There are people – judgemental types, obviously nothing like me because I have never judged anybody in my life and am well fair and shit – who will always tell you to ‘go outside’, ‘do things’ and ‘live life’ or whatever nonsense fills their spongy wet things inside their heads.
Regardless of what you think about what they tell you to do and not do, because obviously we all want to be told what to do and what not to do all the fucking time, there are times when you can’t help but feel guilty about the judgements they’re passing on you. Yes, I missed out on fourteen hours of fun times because I was too busy sitting indoors slaying dragons with my elven brethren and I enjoyed it and I will do it again, but I still feel a bit sorry, in a way, for what many would consider is wasting my time.

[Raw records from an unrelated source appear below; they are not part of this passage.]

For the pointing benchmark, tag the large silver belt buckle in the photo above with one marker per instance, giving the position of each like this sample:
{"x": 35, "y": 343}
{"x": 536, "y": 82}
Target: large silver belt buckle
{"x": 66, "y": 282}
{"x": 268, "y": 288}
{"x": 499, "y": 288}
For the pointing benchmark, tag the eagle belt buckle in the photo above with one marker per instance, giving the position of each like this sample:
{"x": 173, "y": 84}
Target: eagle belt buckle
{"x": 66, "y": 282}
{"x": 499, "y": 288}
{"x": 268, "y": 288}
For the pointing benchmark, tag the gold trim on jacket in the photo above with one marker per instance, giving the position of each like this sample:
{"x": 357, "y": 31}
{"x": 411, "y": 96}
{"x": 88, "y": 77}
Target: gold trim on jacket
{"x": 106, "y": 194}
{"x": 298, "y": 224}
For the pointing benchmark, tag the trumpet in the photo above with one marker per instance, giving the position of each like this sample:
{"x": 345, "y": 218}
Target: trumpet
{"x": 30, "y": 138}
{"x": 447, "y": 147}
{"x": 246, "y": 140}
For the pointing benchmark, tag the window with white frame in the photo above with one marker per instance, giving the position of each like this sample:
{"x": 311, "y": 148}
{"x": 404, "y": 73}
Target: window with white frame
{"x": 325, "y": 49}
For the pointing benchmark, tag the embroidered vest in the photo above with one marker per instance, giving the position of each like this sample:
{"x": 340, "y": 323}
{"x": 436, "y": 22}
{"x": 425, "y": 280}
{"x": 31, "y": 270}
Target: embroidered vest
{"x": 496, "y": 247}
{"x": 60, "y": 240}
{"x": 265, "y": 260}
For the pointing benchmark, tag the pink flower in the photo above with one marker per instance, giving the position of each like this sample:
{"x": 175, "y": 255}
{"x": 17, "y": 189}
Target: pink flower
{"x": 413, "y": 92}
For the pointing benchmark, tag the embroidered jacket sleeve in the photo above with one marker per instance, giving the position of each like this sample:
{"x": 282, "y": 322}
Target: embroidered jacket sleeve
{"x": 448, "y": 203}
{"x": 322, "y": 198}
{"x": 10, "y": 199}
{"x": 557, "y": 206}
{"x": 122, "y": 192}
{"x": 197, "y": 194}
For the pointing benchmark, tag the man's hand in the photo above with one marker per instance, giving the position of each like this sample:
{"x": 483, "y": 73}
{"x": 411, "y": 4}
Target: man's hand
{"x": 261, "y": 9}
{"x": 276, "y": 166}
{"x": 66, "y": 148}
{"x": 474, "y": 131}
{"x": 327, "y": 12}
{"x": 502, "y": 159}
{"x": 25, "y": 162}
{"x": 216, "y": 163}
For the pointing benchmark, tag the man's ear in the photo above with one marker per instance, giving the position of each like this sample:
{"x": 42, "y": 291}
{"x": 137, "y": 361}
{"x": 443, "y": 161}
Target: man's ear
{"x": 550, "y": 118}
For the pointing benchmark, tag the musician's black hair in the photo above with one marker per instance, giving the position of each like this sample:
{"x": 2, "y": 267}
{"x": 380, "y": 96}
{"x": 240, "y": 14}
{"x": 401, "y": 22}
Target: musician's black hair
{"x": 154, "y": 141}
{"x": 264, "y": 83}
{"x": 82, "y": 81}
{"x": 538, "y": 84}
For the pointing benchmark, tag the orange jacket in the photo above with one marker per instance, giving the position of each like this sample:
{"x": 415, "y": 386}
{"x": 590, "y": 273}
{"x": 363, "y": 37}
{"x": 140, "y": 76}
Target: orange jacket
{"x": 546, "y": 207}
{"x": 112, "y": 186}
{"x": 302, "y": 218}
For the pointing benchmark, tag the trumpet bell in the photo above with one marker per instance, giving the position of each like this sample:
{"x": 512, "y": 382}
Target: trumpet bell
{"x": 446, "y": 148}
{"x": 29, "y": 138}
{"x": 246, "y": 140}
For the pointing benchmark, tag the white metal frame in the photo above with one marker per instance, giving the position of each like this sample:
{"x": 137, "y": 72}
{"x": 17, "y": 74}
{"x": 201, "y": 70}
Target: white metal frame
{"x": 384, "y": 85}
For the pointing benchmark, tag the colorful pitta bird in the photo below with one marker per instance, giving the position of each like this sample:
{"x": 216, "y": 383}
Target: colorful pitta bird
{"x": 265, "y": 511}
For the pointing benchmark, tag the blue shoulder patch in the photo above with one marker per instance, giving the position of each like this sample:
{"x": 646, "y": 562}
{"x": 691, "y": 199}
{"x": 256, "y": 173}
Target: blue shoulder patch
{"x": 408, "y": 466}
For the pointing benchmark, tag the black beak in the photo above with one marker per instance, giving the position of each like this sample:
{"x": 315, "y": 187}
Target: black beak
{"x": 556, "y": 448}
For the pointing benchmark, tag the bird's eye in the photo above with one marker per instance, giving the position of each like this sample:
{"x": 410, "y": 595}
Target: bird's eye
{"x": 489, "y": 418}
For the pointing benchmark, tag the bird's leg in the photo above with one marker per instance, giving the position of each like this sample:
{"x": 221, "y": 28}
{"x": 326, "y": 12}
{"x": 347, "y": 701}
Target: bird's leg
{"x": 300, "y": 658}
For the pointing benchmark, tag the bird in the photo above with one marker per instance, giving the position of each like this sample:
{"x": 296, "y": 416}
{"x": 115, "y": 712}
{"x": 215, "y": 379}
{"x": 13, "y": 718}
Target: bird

Which is why I love train journeys so much. Obviously I hate them, they’re horrible, cramped, expensive and full of the worst people alive, but at the same time there’s something special about them – they’re so utterly guilt-free. Nobody can have a go at you for ‘wasting time’ or ‘not living your life’ when you’re cramped in a metal box being thrown halfway across the country at reasonable speeds while being served very bad quality coffee for extortionate prices.
Sorry, can’t go to the park – on a train. Sorry, no point turning the computer off – on a train. Sorry, can’t talk – on a train. Sorry, can’t bathe this week – on a train. Sorry, going to eat the worst food in the world for the next few months, pile on the pounds and die of a heart attack by 29 – on a train.
Wait, I lost my point there.
Trains are guilt-free. As stressful and utterly shit as they are, the purity of the experience is something I relish. And the fact I’m an expert at spending time in my own company, on a computer, means I’m absolutely in my element. I do things like writing blogs, like this.
OOOH TWIST ENDING – DIRECTED BY M NIGHT SGHALSHALHSRTISHYMAN.